The bug, which affected the web version of the messaging app, would have allowed people with technical knowledge to take over users’ accounts with a simple message. Clicking and opening a malicious file could have let hackers see victims’ conversations, photos, videos, contacts, shared files and more, security researchers at Check Pointsaid.
WhatsApp has now fixed the problem, which could also have been used to take over accounts belonging to victims’ friends.
“Attackers could potentially download your photos and or post them online, send messages on your behalf, demand ransom and even take over your friends’ accounts,” said the researchers.

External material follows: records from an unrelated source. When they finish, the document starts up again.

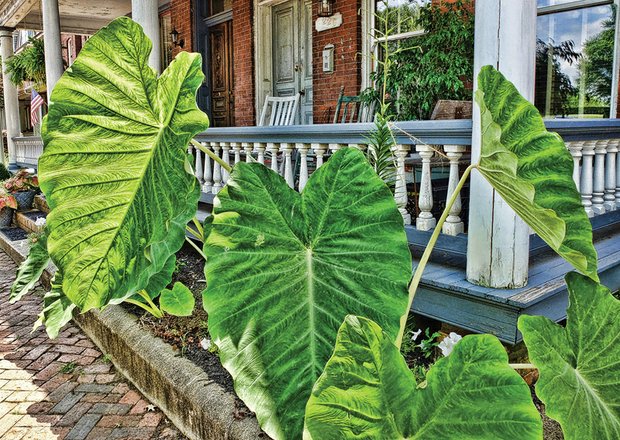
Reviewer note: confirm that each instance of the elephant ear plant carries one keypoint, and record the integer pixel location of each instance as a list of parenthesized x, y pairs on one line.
[(116, 173), (284, 269)]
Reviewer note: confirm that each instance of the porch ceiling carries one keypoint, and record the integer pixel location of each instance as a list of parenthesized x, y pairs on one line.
[(76, 16)]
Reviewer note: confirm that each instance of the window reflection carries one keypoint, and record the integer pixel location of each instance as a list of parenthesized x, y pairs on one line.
[(574, 62)]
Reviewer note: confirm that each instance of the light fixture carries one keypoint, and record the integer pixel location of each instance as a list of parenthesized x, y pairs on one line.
[(326, 8), (175, 38)]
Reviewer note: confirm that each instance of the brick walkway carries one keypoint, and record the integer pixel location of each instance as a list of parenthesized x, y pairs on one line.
[(65, 388)]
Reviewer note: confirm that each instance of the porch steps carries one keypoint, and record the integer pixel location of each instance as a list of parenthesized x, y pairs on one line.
[(446, 295)]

The flaw was discovered in the end-to-end encryption WhatsApp uses. It is also used in encrypted messaging app Telegram, which has since fixed the problem as well.
Check Point alerted the companies about the issue last week. “Thankfully, WhatsApp and Telegram responded quickly and responsibly to deploy the mitigation against exploitation of this issue in all web clients,” said Oded Vanunu, from Check Point.
Vanunu added that they hadn’t seen anyone exploiting the problem in the course of their research.
WhatsApp said: “When Check Point reported the issue, we addressed it within a day and released an update of WhatsApp for web.”
To ensure their WhatsApp accounts are safe the company said users should restart their browsers, thereby making sure the version is up to date.